Ele avalia que toda argumentação usada para justificar a entrada do banco de fomento nesse negócio não tem nexo. "Num primeiro momento, todas as sinergias que esses dois grupos podem ter para reduzir custos eles o farão", afirmou. "Pode ser que no futuro, quando eles começarem um processo de expansão, ocorra a geração de empregos. Mas num primeiro momento não." O economista ressaltou também que os únicos ganhadores com essa fusão são os dois grupos.

Para o consumidor, dependendo da maneira como o Cade se comportar na avaliação da concorrência, será indiferente. "Já para os fornecedores, a vida que é difícil e vai ficar mais difícil." Procurado pelo Estado, o Grupo Pão de Açúcar não se manifestou. A seguir os principais trechos da entrevista.

Como o senhor. vê a possível fusão do Carrefour com o Pão de Açúcar? Quem ganha e quem perde?

Vejo esse negócio como uma atividade normal de fusões que está ocorrendo no mundo inteiro. Na verdade não se trata especificamente de uma fusão tradicional, tem vantagem de relacionamento acionário entre os grupos, mas no fundo os dois grupos estão se juntando. Isso está ocorrendo no mundo inteiro. Se o BNDES não tivesse entrado, essa seria uma operação absolutamente normal. Quem ganha com essa fusão é, sem dúvida alguma, os dois grupos, exclusivamente. Eles vão ter sinergias, conseguir reduzir custos fixos, certamente vão ganhar mais escala.

E o consumidor não ganha?

Dependendo da maneira como o Cade se comportar, para o consumidor será indiferente.

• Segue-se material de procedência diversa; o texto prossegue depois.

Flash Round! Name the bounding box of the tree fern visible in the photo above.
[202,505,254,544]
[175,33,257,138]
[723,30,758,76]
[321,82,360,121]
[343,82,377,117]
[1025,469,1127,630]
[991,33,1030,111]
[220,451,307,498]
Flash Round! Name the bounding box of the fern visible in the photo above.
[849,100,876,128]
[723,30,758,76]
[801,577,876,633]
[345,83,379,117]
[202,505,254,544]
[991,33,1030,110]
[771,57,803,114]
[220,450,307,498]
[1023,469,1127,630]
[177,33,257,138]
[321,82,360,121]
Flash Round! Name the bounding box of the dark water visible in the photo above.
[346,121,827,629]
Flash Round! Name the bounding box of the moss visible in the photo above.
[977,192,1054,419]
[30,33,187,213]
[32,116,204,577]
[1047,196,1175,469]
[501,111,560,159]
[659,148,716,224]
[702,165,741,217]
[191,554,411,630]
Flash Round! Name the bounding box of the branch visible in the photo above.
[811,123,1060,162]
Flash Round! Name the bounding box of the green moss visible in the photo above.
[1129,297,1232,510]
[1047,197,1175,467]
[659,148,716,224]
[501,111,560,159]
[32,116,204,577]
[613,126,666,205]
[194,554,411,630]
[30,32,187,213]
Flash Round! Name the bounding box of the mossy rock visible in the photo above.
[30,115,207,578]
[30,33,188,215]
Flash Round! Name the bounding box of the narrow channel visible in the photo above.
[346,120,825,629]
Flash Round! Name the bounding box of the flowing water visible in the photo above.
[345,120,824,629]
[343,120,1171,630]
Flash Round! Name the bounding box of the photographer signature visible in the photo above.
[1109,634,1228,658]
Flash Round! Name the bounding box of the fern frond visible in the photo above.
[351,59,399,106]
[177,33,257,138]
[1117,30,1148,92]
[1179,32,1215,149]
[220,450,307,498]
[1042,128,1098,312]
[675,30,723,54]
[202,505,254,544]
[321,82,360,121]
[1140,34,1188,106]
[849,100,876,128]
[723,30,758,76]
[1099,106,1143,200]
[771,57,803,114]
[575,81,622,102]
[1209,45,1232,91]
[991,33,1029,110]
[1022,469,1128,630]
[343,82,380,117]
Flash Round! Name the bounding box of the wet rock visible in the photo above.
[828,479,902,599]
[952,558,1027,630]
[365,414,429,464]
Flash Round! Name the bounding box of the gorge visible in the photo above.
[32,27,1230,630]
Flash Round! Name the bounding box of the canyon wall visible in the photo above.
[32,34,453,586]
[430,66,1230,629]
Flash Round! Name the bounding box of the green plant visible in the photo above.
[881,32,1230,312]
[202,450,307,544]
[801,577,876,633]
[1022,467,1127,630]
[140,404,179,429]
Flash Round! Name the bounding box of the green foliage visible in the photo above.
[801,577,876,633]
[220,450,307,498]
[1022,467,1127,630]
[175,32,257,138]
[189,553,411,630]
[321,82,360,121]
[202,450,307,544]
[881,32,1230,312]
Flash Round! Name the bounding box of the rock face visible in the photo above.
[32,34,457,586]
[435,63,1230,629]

Isso porque no varejo não são as organizações que competem, mas as lojas. Se você tiver uma loja do Grupo Pão de Açúcar isoladamente, ela estará competindo com todas as organizações de pequeno, médio e grande porte que existirem em volta dela. Vai concorrer com a padaria, com a quitanda, com a feira livre, por exemplo.

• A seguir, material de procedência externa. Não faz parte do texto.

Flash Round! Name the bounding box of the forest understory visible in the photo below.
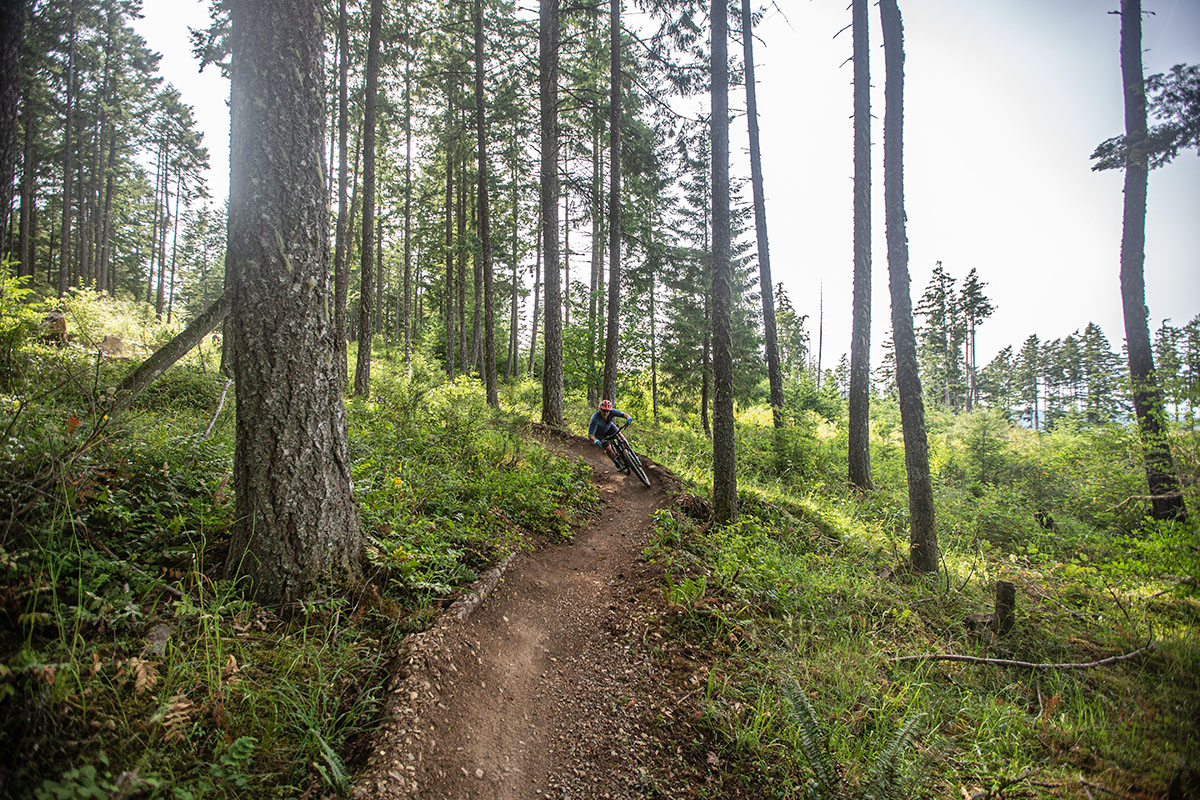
[0,314,1200,800]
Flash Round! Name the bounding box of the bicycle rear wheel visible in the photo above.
[625,443,650,488]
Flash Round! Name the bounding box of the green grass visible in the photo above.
[638,407,1200,798]
[0,349,596,800]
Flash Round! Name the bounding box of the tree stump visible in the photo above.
[994,581,1016,636]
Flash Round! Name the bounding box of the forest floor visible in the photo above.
[354,434,716,800]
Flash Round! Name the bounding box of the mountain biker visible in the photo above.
[588,399,634,473]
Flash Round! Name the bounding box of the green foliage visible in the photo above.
[0,272,42,391]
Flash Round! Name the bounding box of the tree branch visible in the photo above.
[889,642,1154,669]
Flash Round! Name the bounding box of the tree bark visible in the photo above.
[226,0,362,603]
[475,0,500,408]
[1121,0,1187,519]
[404,0,413,374]
[742,0,784,428]
[880,0,938,572]
[0,0,25,247]
[848,0,878,489]
[542,0,563,427]
[705,0,738,524]
[600,0,620,401]
[334,0,358,390]
[354,0,383,397]
[58,0,77,297]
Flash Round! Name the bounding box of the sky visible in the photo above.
[136,0,1200,368]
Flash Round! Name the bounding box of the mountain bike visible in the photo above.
[605,419,650,487]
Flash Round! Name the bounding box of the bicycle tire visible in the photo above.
[625,443,650,488]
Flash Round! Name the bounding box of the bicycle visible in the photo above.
[604,417,650,488]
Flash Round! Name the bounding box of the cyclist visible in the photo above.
[588,399,634,473]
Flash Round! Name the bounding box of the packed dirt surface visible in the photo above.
[354,432,691,800]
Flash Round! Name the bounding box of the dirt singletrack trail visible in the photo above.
[354,434,672,800]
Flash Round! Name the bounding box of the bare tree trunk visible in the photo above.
[848,0,878,489]
[709,0,738,524]
[542,0,563,427]
[354,0,383,397]
[334,0,358,390]
[0,0,29,249]
[17,89,37,278]
[742,0,784,428]
[404,0,413,374]
[588,127,604,405]
[475,0,500,408]
[880,0,938,572]
[58,0,78,297]
[227,0,362,603]
[528,203,545,375]
[600,0,620,401]
[445,141,457,380]
[1121,0,1187,519]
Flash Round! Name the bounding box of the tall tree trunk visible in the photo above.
[504,157,521,380]
[404,0,413,375]
[167,167,184,324]
[334,0,358,391]
[880,0,938,572]
[154,136,171,319]
[475,0,500,408]
[600,0,620,401]
[58,0,78,297]
[847,0,878,489]
[17,88,37,282]
[709,0,738,524]
[528,201,545,375]
[1121,0,1187,519]
[455,151,465,375]
[354,0,383,397]
[445,142,457,380]
[588,127,604,405]
[742,0,784,428]
[226,0,362,602]
[542,0,563,427]
[563,181,571,329]
[0,0,28,253]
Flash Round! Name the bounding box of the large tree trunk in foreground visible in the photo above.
[880,0,937,572]
[535,0,563,427]
[227,0,362,602]
[709,0,738,523]
[1121,0,1187,519]
[848,0,873,489]
[742,0,784,428]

Qual é o efeito para a indústria?

A vida que já é difícil e vai ficar mais difícil. Ela já sua gotas de suor grossas, talvez ela vá suar algumas gotinhas de sangue. A indústria é a parte que terá mais dificuldades. É lógico que isso tem certos limites. Quando o Pão de Açúcar comprou as Casas Bahia, todo mundo dizia que tinha acabado. Agora a indústria não vai vender mais, vai ter de dar de graça a mercadoria. Não é bem assim. A pressão dos dois lados tem um certo limite. Essas empresas varejistas podem pressionar a indústria e a indústria cede até o ponto que vai ter prejuízo. Se ela vai ter prejuízo, ela não vai ceder mais. Certamente o que aumenta é a pressão negocial. Mas na hora de fazer o negócio, ele vai ser feito de tal maneira que tem de sobrar algum lucro para os dois lados.

O senhor não vê risco de aumento de preço?

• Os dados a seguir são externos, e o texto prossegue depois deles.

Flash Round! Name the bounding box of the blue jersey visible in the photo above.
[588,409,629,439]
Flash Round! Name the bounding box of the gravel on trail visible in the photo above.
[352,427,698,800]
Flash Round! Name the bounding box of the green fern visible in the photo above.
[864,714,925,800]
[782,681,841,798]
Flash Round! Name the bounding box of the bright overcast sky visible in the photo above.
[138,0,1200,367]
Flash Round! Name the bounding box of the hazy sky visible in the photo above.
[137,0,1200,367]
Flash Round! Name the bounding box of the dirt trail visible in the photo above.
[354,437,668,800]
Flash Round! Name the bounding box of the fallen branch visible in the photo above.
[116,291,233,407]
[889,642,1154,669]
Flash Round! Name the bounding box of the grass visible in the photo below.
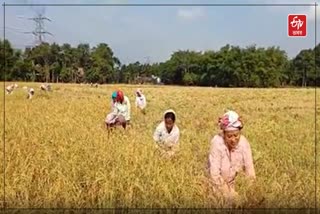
[0,83,320,208]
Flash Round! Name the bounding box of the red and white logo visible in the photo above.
[288,14,307,37]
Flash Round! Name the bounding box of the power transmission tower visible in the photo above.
[24,13,53,45]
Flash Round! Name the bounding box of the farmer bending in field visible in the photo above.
[111,91,117,111]
[105,91,128,129]
[153,109,180,157]
[136,88,147,114]
[209,111,255,200]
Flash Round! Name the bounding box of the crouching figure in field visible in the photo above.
[209,111,256,202]
[136,88,147,114]
[153,109,180,157]
[105,90,130,129]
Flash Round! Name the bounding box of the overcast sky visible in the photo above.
[0,0,320,63]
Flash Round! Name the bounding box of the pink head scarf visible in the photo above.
[136,88,142,95]
[219,111,243,131]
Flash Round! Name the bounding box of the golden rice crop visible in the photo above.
[0,83,320,208]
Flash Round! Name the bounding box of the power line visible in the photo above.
[23,13,53,45]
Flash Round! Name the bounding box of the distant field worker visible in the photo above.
[136,88,147,114]
[27,88,34,99]
[111,91,117,111]
[6,84,18,94]
[209,111,256,200]
[105,91,128,129]
[40,83,51,91]
[153,109,180,157]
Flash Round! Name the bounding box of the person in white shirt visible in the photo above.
[105,90,130,129]
[136,88,147,114]
[121,91,131,125]
[153,109,180,157]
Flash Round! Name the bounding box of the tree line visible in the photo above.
[0,39,320,87]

Eu acho que não vai haver nem aumento nem redução de preço perceptível. Vai continuar como é hoje. O que poderia acontecer é esse grupo, pelo seu poder de negociação, continue vendendo pelo preço que vende atualmente e tenha mais lucro porque principalmente vai reduzir custos fixos pela junção das duas organizações. Mas eu acho que o consumidor na prática não vai sentir grandes modificações.

O senhor acha que se justifica a entrada do BNDES?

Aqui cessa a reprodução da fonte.